Prior to trial, Appellant's counsel filed a Motion to Appoint Expert(s) for Competency Evaluation, asserting that Appellant was unable to communicate with counsel about the facts of his case and understand the nature of the charges against him. The trial court appointed an expert to evaluate Appellant for competency to proceed. However, the record lacks any expert reports or findings of the trial court related to Appellant's competency prior to trial.

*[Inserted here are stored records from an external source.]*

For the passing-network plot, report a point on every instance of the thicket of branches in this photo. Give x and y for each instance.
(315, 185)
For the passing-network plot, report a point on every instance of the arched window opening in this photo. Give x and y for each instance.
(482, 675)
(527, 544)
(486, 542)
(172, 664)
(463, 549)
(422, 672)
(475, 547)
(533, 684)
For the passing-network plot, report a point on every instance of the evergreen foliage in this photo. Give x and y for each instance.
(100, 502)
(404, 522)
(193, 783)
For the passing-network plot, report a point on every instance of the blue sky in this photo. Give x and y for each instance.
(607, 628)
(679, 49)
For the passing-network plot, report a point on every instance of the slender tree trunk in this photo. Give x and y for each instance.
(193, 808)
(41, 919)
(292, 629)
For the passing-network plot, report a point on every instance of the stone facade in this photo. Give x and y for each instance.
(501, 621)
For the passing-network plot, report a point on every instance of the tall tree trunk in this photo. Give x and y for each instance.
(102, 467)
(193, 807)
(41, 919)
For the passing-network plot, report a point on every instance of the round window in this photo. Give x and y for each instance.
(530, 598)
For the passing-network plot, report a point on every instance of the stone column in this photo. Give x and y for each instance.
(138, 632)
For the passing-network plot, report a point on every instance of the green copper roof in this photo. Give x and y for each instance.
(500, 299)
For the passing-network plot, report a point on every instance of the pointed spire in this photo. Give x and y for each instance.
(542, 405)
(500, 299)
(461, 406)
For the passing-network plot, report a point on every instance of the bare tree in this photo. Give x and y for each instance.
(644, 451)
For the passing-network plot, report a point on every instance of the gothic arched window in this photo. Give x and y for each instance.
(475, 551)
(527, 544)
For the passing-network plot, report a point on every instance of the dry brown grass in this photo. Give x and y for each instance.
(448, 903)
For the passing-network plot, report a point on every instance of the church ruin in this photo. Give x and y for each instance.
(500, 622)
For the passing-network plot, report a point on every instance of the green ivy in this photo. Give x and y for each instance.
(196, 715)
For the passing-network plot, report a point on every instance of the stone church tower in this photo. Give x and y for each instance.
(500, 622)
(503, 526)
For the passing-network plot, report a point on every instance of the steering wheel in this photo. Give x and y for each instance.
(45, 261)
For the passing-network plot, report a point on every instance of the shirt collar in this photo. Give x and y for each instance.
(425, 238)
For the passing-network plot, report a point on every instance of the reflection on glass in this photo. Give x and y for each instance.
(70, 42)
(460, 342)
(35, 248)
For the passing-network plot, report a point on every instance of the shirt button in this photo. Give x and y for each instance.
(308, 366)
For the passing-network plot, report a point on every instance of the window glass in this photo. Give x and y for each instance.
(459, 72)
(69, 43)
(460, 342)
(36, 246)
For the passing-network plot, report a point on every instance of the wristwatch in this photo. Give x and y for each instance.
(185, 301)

“It is a due process violation to proceed against an incompetent criminal defendant.” Cotton v. State, 177 So. 3d 666, 668 (Fla. 1st DCA 2015). If, after having reasonable grounds to question a defendant's competency, “the trial court fails to hold a competency hearing or enter a written order of competency, reversal is required.” Brooks v. State, 180 So. 3d 1094, 1095 (Fla. 1st DCA 2015). On remand, the trial court shall make a written determination as to whether Appellant was competent to stand trial. “If there is evidence that existed previously which supports a finding that [Appellant] was competent at the time of trial, the court may make a determination of competency, nunc pro tunc, with no change in the judgment.” Id. at 1096. If the court cannot retroactively determine Appellant's competency at the time of the first trial, however, then it shall evaluate Appellant's present competency and, if he is competent to proceed, conduct a new trial. See id.
REVERSED and REMANDED with directions.
WETHERELL, OSTERHAUS, and M.K. THOMAS, JJ., CONCUR.